IC 4040 is a type SABc spiral galaxy with a bar in Coma Berenices. It is located 353 million light-years away from the Solar System and has an estimated diameter of 105,000 light-years making it slightly larger than the Milky Way. IC 4040 was discovered on April 12, 1891, by Guillaume Bigourdan and is a member of the Coma Cluster.

== Characteristics ==
IC 4040 is considered a jellyfish galaxy due to its close proximity to the cluster where gas is stripped from the galaxy by the action of ram pressure. A radio continuum tail can be seen extending outwards from the galaxy, showing widespread occurrence of relativistic electrons and magnetic fields which is being removed by pressure. The stripped electrons are re-accelerated by turbulence and ICM shocks or by new supernovae, since massive stars can be found in H II regions that are located in its ram pressure stripped tail.

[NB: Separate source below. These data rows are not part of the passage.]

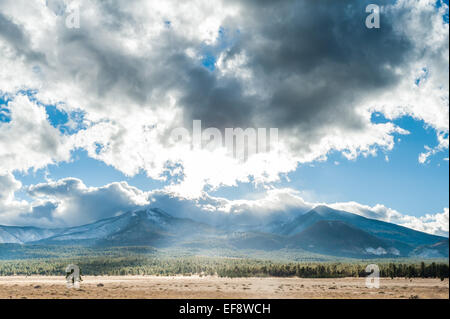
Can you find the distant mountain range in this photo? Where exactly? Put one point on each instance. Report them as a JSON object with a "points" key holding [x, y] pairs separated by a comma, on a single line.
{"points": [[322, 230]]}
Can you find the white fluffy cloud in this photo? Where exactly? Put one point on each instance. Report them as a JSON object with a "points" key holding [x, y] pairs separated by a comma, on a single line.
{"points": [[68, 202]]}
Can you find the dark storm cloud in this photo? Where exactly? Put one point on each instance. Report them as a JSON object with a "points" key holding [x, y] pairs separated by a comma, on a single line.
{"points": [[15, 35], [317, 59], [314, 62]]}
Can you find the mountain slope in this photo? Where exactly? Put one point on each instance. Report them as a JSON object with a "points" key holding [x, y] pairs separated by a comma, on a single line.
{"points": [[20, 235], [374, 227], [341, 239], [144, 227]]}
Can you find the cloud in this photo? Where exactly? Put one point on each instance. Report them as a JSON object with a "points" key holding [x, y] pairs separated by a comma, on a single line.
{"points": [[29, 140], [75, 203], [68, 202], [136, 71], [430, 223]]}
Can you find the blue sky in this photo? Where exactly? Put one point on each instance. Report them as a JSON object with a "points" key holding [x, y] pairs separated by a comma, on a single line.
{"points": [[401, 182]]}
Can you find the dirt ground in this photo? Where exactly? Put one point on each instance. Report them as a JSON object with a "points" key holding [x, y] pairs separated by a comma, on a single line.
{"points": [[213, 287]]}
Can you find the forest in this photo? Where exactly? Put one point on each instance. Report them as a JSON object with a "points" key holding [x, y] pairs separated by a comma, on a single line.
{"points": [[220, 266]]}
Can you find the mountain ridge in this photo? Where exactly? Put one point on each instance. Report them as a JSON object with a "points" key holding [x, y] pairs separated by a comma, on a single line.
{"points": [[321, 230]]}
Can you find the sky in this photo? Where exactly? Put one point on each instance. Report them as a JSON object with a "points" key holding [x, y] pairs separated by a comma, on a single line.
{"points": [[91, 93]]}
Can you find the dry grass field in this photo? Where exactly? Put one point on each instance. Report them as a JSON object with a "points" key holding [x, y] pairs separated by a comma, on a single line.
{"points": [[214, 287]]}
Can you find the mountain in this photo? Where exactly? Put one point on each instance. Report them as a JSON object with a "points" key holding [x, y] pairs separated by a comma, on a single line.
{"points": [[374, 227], [322, 230], [438, 250], [152, 227], [340, 239], [20, 235]]}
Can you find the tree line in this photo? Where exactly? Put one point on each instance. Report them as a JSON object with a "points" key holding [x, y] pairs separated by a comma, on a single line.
{"points": [[223, 267]]}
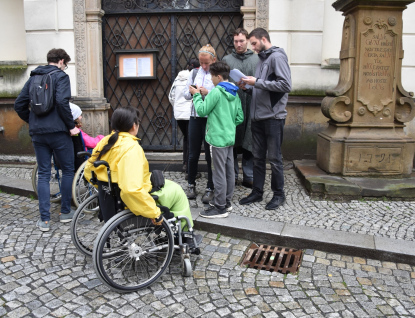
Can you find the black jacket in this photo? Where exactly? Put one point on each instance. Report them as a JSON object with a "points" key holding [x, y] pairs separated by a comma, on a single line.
{"points": [[60, 118]]}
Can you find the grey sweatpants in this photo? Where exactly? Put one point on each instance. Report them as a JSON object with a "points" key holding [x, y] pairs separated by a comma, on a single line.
{"points": [[223, 174]]}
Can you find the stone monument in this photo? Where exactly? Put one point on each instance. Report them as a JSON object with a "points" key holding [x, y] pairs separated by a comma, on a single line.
{"points": [[368, 107]]}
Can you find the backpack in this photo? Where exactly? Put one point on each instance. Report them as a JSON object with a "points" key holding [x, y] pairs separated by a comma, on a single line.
{"points": [[41, 93]]}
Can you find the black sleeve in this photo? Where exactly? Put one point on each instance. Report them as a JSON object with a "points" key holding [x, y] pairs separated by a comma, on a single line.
{"points": [[21, 105], [63, 94]]}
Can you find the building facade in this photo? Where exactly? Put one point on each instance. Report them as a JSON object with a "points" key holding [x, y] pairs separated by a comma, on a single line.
{"points": [[95, 33]]}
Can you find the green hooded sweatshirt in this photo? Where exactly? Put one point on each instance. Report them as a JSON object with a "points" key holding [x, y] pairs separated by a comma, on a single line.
{"points": [[224, 113]]}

According to studies, extended ionized gas can be found surrounding IC 4040. This shows increased radial velocities which reaches up between 400 and 800 kilometer per seconds within distance from the nucleus of the galaxy. Not to mention, a low velocity filament is found at the southeastern edge of IC 4040 which exhibits blue continuum and strong Hα emission. The widths exceeds 200 Å and much more compared to 1000 Å for some knots, indicating the intensive activity of star formation. Some of these filaments show signs of shock emission-line spectra suggesting shock heating plays an important function in excitation and ionization of extended ionized gas. IC 4040 also presents a strong radio source compared to galaxies of type E/SO.

== Supernovae ==
Two supernovae have been discovered in IC 4040 so far: PTF11gdh in 2011 and SN 2022jo in 2022.

=== PTF11gdh ===
PTF11gdh was discovered on June 21, 2011, in IC 4040 by Palomar Transient Factory. The supernova was located 0" east and 0" south of the nucleus. The supernova was Type la.

=== SN 2022jo ===
SN 2022jo was discovered in IC 4040 on January 9, 2022, by a group of astronomers; Chunpeng Bi, Jianlin Xu, Mi Zhang, Jingyuan Zhao, Guoyou Sun, Jiangao Ruan and Wenjie Zhou from Xingming Observatory. SN 2022jo was found at Right Ascension (13hr 00min 37s .666) and Declination (+28 degrees 0.3' 25".71). It was located 0".0 east and 0".0 north of the nucleus. The supernova was Type II.